On January 5, Sanofi announced a new strategic partnership with Earendil Labs. According to the disclosure, Earendil Labs' artificial intelligence drug discovery platform will be applied to multiple autoimmune and inflammatory disease projects, and the bispecific antibody candidates generated from the collaboration will be led by Sanofi for subsequent development and global commercialization.
In 2023, after announcing its ALL in AI strategy, Sanofi has frequently engaged in BD deals with global AI + pharmaceutical companies. The reason this deal has drawn industry attention is that just eight months ago, Sanofi entered into a BD collaboration with Earendil Labs, which included an upfront payment of $125 million and a total value exceeding $1.8 billion. Additionally, Sanofi secured the global exclusive rights to two bispecific antibody candidate drugs, directly targeting its core area — one of the most crowded R&D fields globally at present — autoimmune and inflammation.

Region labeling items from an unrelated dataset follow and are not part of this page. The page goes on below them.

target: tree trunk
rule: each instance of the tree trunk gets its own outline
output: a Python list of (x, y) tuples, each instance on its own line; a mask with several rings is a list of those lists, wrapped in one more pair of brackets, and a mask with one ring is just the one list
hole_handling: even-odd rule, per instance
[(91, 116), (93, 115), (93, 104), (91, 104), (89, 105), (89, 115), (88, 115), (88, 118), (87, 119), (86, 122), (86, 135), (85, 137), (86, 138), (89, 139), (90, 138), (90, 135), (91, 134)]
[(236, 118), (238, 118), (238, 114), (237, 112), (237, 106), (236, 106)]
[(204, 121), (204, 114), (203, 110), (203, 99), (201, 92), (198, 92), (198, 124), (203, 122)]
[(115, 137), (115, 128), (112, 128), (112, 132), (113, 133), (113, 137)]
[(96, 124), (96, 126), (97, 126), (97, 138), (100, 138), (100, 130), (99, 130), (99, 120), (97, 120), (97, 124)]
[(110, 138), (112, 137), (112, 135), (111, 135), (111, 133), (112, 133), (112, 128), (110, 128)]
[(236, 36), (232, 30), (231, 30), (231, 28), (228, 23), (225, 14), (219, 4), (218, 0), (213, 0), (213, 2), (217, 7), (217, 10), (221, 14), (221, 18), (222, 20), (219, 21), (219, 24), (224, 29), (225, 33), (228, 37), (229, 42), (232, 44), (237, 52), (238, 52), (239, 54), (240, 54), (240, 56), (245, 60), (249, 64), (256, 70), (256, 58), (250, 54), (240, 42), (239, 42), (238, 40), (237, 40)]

This time, Sanofi has directly advanced the collaboration from "a single pipeline" to "an entire AI platform."
Almost in the same time window, Insilico Medicine, a popular player in China's AI pharmaceutical industry, successfully went public by the end of 2025 after several IPO setbacks, setting the largest IPO fundraising record that year. At the beginning of 2026, it announced an $880 million collaboration with Servier, gaining significant attention.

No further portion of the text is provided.